String matching algorithm : (multi token strings)

I have a dictionary which contains a big number of strings. Each string could have a range of 1 to 4 tokens (words). Example :
Dictionary :
The Shawshank Redemption
The Godfather \
Pulp Fiction
The Dark Knight
Fight Club
Now I have a paragraph and I need to figure out how many strings in the para are part of the dictionary.
Example, when the para below :
The Shawshank Redemption considered the greatest movie ever made according to the IMDB Top 250.For at least the year or two that I have occasionally been checking in on the IMDB Top 250 The Shawshank Redemption has been
battling The Godfather for the top spot.
is run against the dictionary, I should be getting the ones in bold as the ones that are part of the dictionary.
How can I do this with the least dictionary calls.
You might be better off using a Trie. A Trie is better suited to finding partial matches (i.e. as you search through the text of a paragraph) that are potentially what you're looking for, as opposed to making a bunch of calls to a dictionary that will mostly fail.

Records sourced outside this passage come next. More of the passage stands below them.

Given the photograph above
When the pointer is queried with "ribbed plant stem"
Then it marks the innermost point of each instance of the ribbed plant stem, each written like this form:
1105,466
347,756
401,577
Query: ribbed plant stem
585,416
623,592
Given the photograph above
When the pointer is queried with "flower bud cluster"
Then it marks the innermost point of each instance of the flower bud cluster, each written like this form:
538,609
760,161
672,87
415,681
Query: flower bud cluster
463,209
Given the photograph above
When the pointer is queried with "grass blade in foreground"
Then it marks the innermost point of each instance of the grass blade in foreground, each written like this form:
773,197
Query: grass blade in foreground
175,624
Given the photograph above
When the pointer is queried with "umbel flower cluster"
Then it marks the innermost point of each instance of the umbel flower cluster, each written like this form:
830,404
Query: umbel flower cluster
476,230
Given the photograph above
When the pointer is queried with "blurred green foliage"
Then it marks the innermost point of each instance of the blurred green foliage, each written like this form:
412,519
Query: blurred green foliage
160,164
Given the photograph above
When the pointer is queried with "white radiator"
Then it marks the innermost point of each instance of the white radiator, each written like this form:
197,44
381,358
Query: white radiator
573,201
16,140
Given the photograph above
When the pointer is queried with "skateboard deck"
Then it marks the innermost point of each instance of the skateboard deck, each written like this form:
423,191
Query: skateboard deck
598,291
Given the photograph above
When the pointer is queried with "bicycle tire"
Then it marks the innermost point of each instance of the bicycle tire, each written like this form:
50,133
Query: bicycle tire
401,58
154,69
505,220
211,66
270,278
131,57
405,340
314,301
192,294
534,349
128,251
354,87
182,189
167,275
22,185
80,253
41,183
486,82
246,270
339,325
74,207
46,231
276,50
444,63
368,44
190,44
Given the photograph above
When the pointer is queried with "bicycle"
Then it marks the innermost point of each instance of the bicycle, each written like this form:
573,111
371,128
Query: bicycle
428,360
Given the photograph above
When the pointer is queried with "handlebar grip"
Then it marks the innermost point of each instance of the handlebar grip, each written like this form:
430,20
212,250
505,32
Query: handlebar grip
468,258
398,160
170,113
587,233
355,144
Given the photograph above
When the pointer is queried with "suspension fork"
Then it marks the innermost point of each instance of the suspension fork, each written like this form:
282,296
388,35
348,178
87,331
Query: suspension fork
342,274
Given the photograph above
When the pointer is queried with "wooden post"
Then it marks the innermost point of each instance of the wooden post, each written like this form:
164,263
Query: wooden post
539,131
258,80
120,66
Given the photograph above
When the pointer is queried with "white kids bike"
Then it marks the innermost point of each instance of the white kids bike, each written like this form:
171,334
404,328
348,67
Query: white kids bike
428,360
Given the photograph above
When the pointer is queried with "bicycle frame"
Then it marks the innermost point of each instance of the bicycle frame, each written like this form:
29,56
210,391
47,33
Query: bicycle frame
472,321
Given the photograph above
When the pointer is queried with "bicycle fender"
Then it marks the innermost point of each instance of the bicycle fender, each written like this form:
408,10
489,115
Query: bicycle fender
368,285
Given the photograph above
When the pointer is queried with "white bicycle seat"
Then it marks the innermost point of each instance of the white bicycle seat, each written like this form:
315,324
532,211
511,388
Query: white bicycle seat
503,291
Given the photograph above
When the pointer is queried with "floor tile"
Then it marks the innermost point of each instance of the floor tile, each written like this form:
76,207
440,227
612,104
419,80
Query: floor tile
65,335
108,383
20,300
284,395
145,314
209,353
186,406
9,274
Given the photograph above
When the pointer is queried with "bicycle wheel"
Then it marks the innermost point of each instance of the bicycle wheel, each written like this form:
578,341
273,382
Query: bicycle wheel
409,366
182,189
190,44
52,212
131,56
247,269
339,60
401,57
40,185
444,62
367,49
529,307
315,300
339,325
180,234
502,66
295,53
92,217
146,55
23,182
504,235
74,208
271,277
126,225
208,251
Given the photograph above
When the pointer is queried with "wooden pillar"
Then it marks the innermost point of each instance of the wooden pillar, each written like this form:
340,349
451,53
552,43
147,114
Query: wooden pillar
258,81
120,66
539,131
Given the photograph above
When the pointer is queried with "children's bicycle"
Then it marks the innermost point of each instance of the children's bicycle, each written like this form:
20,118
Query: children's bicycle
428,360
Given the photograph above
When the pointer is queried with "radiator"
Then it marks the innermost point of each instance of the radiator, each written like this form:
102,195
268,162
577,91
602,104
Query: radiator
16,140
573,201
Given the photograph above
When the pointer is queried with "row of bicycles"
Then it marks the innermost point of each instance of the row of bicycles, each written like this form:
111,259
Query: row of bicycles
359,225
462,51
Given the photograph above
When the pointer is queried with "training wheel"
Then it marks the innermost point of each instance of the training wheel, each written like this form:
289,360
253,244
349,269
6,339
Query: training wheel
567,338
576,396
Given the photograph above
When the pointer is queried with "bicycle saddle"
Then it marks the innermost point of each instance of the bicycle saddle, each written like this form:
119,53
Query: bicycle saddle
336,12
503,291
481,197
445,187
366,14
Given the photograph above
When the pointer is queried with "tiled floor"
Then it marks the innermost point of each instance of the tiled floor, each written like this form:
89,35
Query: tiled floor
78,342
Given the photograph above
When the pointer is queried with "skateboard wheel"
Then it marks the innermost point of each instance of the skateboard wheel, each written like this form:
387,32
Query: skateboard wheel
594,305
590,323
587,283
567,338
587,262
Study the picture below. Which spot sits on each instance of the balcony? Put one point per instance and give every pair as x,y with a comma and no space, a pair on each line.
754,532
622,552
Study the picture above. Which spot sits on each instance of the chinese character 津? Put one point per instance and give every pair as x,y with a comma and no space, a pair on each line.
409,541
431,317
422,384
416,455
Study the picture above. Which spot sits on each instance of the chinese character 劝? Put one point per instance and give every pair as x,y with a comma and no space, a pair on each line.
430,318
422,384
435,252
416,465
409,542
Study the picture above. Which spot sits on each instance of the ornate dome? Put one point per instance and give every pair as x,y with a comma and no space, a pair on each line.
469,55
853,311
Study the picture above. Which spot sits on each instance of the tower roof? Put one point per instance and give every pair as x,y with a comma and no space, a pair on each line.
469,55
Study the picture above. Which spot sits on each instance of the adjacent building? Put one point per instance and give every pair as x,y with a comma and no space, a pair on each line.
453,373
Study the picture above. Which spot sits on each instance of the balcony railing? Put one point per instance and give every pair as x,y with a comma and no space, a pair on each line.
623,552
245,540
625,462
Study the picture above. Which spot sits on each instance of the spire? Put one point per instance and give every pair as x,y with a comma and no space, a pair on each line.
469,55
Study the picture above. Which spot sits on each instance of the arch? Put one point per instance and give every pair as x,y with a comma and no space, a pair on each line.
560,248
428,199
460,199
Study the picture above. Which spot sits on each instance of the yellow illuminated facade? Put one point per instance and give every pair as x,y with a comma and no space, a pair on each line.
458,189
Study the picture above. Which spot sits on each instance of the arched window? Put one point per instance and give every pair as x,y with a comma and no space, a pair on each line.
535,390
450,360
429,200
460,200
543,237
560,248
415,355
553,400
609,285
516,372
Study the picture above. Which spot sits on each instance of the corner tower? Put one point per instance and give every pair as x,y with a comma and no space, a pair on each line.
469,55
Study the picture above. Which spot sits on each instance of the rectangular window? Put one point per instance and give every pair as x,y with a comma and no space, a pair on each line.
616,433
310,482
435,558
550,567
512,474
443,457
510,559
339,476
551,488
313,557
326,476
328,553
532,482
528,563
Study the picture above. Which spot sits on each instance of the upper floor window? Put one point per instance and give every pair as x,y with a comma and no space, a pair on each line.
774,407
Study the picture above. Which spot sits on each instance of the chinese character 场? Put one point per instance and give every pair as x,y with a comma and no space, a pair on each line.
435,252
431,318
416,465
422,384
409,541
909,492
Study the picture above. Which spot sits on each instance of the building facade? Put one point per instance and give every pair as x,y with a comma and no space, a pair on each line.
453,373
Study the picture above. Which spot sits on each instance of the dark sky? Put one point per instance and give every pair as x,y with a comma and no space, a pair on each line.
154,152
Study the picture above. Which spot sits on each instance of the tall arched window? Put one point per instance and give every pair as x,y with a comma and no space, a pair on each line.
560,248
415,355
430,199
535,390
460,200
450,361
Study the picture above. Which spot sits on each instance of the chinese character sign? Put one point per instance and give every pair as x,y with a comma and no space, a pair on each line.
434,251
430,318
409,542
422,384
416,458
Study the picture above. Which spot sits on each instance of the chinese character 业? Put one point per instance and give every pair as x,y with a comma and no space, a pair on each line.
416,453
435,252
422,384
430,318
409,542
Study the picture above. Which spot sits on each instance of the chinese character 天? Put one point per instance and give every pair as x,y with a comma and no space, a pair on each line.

The reason why I think a Trie (or some variation) is appropriate is because it's built to do exactly what you're trying to do:
If you use this (or some modification that has the tokenized words at each node instead of a letter), this would be the most efficient (at least that I know of) in terms of storage and retrieval; Storage because instead of storing the word "The" a couple thousand times in each Dict entry that has that word in the title (as is the case with movie titles), it would be stored once in one of the nodes right under the root. The next word, "Shawshank" would be in a child node, and then "redemption" would be in the next, with a total of 3 lookups; then you would move to the next phrase. If it fails, i.e. the phrase is only "The Shawshank Looper", then you fail after the same 3 lookups, and you move to the failed word, Looper (which as it happens, would also be a child node under the root, and you get a hit. This solution works assuming you're reading a paragraph without mashup movie names).
Using a hash table, you're going to have to split all the words, check the first word, and then while there's no match, keep appending words and checking if THAT phrase is in the dictionary, until you get a hit, or you reach the end of the paragraph. So if you hit a paragraph with no movie titles, you would have as many lookups as there are words in the paragraph.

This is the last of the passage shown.